Alain Nkontchou, l’architecture d’un pouvoir entre banque, dette privée et éducation

Alain Nkontchou ne fait pas débat parce qu’il parle fort. Il fait débat parce qu’il agit là où le pouvoir est réel, au capital, au conseil, au financement. Dans la banque africaine, on peut perdre une bataille médiatique et gagner l’essentiel. Lui a choisi l’essentiel.
D’un côté, on voit en lui un symbole rare, celui d’un capital africain capable de peser dans une grande institution panafricaine. De l’autre, on redoute une concentration d’influence qui brouille la frontière entre gouvernance, stratégie et intérêts d’investisseurs. C’est cette tension qui rend le personnage clivant.

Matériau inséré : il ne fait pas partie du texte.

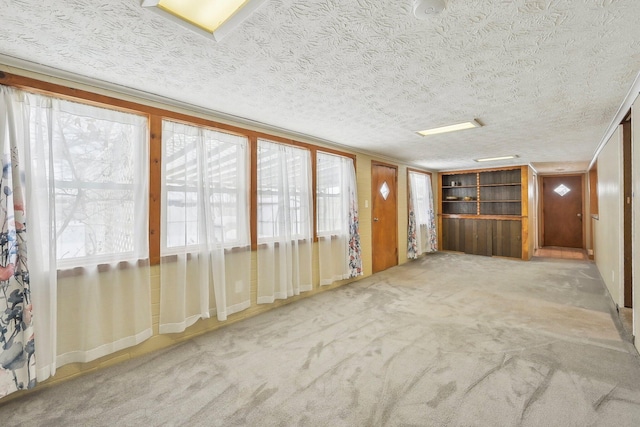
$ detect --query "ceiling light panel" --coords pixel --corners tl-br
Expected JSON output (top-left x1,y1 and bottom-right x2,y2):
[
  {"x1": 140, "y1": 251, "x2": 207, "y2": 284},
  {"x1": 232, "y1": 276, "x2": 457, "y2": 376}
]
[
  {"x1": 418, "y1": 120, "x2": 481, "y2": 136},
  {"x1": 475, "y1": 155, "x2": 518, "y2": 162},
  {"x1": 142, "y1": 0, "x2": 266, "y2": 40}
]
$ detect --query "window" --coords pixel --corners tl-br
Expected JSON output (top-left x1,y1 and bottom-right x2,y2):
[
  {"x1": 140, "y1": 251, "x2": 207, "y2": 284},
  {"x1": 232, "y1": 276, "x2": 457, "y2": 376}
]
[
  {"x1": 258, "y1": 139, "x2": 312, "y2": 243},
  {"x1": 30, "y1": 98, "x2": 149, "y2": 268},
  {"x1": 316, "y1": 152, "x2": 362, "y2": 285},
  {"x1": 407, "y1": 171, "x2": 438, "y2": 259},
  {"x1": 162, "y1": 121, "x2": 250, "y2": 253},
  {"x1": 316, "y1": 152, "x2": 352, "y2": 236}
]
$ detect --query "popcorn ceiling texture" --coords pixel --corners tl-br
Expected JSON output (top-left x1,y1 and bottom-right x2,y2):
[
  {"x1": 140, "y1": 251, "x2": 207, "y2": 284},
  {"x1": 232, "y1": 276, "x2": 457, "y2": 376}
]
[{"x1": 0, "y1": 0, "x2": 640, "y2": 170}]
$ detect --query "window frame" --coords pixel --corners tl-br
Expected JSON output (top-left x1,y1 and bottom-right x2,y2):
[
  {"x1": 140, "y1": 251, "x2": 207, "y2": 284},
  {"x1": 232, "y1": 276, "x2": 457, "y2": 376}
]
[
  {"x1": 0, "y1": 71, "x2": 357, "y2": 265},
  {"x1": 160, "y1": 118, "x2": 251, "y2": 257}
]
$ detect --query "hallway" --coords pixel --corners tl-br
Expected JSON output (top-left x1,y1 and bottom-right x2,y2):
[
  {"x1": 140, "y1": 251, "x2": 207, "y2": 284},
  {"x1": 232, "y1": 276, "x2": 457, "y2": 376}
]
[{"x1": 0, "y1": 253, "x2": 640, "y2": 427}]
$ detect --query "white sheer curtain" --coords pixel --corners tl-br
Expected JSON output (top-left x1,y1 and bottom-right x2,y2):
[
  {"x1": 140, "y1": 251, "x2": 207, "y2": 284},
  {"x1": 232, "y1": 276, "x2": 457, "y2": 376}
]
[
  {"x1": 316, "y1": 152, "x2": 362, "y2": 285},
  {"x1": 407, "y1": 171, "x2": 438, "y2": 259},
  {"x1": 257, "y1": 139, "x2": 313, "y2": 304},
  {"x1": 160, "y1": 121, "x2": 251, "y2": 333},
  {"x1": 5, "y1": 84, "x2": 152, "y2": 381}
]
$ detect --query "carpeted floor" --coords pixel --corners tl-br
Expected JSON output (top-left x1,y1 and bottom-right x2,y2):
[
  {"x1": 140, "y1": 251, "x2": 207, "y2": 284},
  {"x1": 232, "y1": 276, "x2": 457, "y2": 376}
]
[{"x1": 0, "y1": 253, "x2": 640, "y2": 427}]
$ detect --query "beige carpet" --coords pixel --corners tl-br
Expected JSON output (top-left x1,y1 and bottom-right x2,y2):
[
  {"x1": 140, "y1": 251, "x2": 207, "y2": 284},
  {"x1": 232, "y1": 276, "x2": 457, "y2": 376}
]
[{"x1": 0, "y1": 253, "x2": 640, "y2": 427}]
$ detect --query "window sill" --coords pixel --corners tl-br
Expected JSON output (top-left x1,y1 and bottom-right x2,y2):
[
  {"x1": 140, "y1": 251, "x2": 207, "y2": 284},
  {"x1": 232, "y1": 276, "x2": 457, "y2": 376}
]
[{"x1": 57, "y1": 259, "x2": 149, "y2": 279}]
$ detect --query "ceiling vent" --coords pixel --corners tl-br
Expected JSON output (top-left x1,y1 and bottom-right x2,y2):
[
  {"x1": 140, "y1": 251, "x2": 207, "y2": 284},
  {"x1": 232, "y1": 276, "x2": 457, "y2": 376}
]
[{"x1": 413, "y1": 0, "x2": 445, "y2": 19}]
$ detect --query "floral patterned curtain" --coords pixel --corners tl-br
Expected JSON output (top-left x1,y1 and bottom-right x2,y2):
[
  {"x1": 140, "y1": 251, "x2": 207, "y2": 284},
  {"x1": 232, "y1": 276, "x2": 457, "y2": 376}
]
[
  {"x1": 349, "y1": 159, "x2": 362, "y2": 278},
  {"x1": 0, "y1": 87, "x2": 36, "y2": 397},
  {"x1": 407, "y1": 172, "x2": 438, "y2": 259}
]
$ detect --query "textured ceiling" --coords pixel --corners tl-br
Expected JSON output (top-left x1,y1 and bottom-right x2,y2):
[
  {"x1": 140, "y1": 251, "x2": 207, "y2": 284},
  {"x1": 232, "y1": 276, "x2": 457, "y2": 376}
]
[{"x1": 0, "y1": 0, "x2": 640, "y2": 171}]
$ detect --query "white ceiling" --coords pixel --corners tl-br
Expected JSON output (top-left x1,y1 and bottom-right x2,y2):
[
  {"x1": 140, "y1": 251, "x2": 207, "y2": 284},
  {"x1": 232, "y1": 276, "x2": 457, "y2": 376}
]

Formation et ADN, l’école de la rigueur
Son profil tranche avec l’image classique du banquier de réseau. Il effectue ses études secondaires au lycée Général Leclerc de Yaoundé, où il décroche un baccalauréat scientifique, avant de partir en France pour poursuivre son cursus. Il obtient ensuite un master en ingénierie électrique et électronique à l’Université Pierre et Marie Curie (Paris VI) en 1985, puis le diplôme d’ingénieur de Supélec en 1987. Il complète enfin sa formation par un master en comptabilité et finance à l’ESCP Europe en 1989.
C’est aussi ce qui explique son style. Peu de folklore. Beaucoup de discipline. Dans un secteur où l’affect et le relationnel dominent parfois, cette rigueur peut séduire autant qu’elle peut agacer.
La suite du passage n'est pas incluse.